Stealing their handful of scenes are Tanaya Beatty (“Yellowstone”) and Nadia Litz as Berst and Router, the technicians who service and repair Saul and Caprice’s various mechanical surgical doodads; the characters coo and purr over Caprice’s autopsy device like it was one of the sportscars from “Crash,” only they do so with a delighted eroticism that feels recognizably human. They (and McKellar) inject what humor the film has to offer.

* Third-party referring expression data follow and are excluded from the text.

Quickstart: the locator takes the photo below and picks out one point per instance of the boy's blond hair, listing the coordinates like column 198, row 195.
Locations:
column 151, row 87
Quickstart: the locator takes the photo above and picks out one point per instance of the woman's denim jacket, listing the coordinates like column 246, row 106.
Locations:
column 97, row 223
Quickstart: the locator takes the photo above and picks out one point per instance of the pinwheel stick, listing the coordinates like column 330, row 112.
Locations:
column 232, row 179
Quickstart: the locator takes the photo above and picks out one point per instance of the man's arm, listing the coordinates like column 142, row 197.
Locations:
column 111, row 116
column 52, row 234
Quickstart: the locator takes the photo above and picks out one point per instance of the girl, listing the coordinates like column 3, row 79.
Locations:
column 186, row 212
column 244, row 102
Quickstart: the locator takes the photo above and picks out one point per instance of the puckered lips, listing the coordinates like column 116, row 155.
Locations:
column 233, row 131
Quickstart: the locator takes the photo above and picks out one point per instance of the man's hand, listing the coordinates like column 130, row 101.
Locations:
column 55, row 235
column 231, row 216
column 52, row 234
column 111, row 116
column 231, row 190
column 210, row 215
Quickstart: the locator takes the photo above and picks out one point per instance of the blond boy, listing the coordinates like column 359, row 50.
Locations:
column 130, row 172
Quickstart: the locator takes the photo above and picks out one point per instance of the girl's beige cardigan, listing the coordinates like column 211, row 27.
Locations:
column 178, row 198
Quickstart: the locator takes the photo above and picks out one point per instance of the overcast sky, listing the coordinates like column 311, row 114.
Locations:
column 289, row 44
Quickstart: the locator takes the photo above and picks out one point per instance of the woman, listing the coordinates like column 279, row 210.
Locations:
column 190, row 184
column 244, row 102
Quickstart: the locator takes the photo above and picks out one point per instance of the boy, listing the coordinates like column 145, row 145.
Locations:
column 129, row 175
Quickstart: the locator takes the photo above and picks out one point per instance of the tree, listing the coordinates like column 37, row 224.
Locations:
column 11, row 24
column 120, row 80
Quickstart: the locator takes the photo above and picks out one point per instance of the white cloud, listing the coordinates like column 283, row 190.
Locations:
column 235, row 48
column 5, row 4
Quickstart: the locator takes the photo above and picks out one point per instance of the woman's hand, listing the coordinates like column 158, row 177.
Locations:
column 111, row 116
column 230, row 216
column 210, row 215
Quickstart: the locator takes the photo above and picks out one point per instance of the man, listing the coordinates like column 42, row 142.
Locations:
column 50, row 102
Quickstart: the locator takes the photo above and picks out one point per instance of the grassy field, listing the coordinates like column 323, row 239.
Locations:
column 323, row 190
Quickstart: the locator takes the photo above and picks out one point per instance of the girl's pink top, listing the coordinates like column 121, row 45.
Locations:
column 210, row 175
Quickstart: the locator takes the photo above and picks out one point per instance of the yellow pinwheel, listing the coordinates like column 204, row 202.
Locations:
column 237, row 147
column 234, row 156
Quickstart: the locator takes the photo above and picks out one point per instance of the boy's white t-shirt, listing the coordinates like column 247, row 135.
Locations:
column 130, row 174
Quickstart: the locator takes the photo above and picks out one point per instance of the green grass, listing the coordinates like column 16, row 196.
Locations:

There was lot of hype about the level of gore and grotesquerie on display, but for a movie that’s mostly about surgery, it resembles a PG-13 slasher movie, in that there are lots of incisions but very little actual blood on display. At his most memorable, Cronenberg creates viscerally unforgettable images that horrify, yes, but they also provoke with big, shocking ideas about our very selves – the monstrousness of disease, the perhaps inevitable hybrid of the corporeal and the mechanical, the determination of the self. With “Crimes of the Future,” we’re left with a remove from the material, where no matter what happens, it’s all just performance art.

“Crimes of the Future” opens Friday in U.S. theaters.